The effective exploitation of what are often called big data is increasingly important. They provide the evidence in evidence-based health care and underpin scientific progress in many domains including social/economic policy. Typically, an optimal analysis involves working directly with microdata; i.e. the detailed data relating to each individual in the dataset. But there are many ethico-legal and other governance restrictions on physically sharing microdata. Furthermore, researchers or institutions may have an extensive intellectual property investment in complex microdata and although keen for other researchers to analyse their data they may not wish to give them a physical copy. These restrictions can discourage the use of optimum approaches to analysing pivotal data and slow scientific progress. Data science groups across the world are exploring privacy-protected approaches to analysing microdata without having to physically share the data.

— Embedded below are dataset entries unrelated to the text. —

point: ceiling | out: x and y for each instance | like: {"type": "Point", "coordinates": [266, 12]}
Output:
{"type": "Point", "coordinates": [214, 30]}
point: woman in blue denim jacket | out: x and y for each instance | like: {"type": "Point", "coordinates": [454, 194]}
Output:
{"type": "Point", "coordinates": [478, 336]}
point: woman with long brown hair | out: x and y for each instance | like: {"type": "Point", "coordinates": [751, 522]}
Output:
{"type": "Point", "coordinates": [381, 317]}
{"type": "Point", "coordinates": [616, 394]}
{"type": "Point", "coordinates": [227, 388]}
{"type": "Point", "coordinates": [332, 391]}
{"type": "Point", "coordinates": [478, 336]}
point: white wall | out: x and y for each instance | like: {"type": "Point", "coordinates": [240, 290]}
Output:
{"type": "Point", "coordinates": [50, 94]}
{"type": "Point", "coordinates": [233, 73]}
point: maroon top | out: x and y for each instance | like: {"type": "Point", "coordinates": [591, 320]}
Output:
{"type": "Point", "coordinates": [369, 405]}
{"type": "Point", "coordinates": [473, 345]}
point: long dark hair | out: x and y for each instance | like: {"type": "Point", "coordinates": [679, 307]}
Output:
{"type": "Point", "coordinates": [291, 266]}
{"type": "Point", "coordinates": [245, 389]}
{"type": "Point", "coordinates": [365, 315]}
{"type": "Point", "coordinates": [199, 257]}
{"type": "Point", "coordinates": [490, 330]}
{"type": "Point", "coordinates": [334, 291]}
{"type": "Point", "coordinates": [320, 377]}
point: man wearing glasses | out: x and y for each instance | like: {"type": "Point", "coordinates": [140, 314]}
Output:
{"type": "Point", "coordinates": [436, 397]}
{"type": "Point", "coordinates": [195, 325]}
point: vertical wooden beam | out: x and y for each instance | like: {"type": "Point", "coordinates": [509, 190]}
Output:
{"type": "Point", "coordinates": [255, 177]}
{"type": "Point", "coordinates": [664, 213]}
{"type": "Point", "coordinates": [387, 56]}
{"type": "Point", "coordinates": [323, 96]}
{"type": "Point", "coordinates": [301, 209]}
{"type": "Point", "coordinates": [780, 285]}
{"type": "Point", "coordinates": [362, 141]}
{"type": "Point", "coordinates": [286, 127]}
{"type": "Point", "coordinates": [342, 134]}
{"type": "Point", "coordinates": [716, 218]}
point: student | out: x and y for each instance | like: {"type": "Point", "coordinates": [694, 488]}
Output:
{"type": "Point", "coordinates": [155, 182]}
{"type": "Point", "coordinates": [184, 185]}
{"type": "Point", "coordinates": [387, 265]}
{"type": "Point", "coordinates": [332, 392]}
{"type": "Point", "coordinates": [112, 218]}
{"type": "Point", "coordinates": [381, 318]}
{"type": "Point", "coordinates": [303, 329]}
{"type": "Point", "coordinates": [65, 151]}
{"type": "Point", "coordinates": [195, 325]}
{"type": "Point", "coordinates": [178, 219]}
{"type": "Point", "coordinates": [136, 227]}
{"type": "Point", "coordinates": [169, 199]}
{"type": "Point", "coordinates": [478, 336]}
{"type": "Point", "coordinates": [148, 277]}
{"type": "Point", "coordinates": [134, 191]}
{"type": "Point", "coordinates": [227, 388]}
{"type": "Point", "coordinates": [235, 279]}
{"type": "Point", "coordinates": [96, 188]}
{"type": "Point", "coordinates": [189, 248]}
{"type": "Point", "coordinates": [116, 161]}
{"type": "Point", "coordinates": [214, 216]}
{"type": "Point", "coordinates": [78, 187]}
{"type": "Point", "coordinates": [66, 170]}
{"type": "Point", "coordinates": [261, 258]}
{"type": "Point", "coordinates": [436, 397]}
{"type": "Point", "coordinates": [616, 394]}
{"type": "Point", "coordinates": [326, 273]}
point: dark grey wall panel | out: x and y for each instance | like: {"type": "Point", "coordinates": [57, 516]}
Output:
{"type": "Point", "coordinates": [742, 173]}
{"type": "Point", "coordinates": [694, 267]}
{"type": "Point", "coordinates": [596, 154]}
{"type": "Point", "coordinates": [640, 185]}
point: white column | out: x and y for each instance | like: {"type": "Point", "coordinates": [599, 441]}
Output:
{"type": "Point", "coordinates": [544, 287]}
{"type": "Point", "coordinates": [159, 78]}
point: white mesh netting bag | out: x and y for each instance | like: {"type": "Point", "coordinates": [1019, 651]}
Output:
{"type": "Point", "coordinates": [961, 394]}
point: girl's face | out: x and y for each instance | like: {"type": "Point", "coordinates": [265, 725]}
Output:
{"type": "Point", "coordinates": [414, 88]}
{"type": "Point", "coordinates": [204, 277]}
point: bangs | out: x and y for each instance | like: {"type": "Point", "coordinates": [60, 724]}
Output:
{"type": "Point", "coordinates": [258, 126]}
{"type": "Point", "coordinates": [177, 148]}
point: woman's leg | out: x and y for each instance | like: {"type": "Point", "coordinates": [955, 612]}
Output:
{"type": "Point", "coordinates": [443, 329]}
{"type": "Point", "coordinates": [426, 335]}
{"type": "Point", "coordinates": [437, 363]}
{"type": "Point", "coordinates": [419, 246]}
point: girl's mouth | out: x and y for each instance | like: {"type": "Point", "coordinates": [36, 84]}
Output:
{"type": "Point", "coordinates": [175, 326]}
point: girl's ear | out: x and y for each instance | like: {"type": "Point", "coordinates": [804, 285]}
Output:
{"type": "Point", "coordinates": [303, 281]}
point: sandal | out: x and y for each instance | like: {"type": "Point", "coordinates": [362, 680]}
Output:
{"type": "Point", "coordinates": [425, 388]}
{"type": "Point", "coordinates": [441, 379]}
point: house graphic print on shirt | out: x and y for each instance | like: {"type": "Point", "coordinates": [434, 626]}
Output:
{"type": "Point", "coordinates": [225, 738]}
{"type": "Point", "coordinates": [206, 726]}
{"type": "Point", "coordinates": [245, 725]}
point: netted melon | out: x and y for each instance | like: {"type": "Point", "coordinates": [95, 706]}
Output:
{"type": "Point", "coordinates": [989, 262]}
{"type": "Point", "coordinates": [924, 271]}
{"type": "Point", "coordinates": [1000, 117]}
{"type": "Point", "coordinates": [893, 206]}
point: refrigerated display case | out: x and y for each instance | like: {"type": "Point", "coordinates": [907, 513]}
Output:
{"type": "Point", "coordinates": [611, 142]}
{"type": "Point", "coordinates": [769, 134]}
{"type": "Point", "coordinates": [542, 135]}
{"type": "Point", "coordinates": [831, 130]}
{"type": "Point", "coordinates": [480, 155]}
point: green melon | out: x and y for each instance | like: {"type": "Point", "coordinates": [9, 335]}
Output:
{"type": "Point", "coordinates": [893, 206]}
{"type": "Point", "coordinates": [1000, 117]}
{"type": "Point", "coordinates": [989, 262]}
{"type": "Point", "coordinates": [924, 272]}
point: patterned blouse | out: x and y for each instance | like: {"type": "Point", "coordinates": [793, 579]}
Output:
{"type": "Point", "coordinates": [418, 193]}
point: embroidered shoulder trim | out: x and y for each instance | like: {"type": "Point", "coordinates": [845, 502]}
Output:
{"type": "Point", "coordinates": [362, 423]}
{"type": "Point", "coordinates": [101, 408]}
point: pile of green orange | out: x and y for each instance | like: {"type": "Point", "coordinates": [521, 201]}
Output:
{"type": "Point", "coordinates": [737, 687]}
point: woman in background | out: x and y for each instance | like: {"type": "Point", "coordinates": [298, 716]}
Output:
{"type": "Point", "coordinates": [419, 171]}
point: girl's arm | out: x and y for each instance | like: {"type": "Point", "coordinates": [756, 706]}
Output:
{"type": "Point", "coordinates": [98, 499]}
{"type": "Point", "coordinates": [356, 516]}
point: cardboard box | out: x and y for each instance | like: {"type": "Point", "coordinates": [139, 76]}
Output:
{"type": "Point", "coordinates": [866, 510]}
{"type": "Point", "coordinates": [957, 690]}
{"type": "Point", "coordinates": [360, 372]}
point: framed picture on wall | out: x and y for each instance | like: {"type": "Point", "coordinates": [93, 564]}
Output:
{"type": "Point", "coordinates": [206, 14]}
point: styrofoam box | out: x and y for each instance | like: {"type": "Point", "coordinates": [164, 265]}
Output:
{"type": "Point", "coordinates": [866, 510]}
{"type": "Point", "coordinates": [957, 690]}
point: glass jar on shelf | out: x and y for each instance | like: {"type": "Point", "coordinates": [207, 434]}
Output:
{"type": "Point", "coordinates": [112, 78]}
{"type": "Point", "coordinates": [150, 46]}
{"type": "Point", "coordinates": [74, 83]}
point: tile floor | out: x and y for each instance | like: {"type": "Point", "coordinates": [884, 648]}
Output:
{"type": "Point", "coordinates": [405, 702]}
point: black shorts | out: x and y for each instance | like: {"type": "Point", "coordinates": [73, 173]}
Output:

A two day international workshop was arranged focussing on privacy protected approaches to data analysis - particularly federated analysis where raw data remain at their original site of collection. The workshop considered the range of approaches that exist, and those that are currently being developed. It explored the strengths, weaknesses, opportunities and challenges associated with these methods and identified situations where specific approaches have a particularly important role. The workshop included a number of practical sessions where potential users could watch demonstrations of the various approaches in action and run analyses themselves.
The Data Analysis with Privacy Protection for Epidemiological Research (DAPPER) workshop was held 22-23rd August 2016, Bristol. We report back to the broader community on the outcomes of this workshop that focussed on exploring current approaches, tools and technical solutions that facilitate sensitive data to be shared and analysed.
The workshop has helped map out key opportunities and challenges and assisted potential users, developers and other stakeholders (e.g. funders/journals) to recognise the strengths and weaknesses of different privacy protected analytic approaches. The workshop will encourage further methodological work in this field and better informed application of existing methods.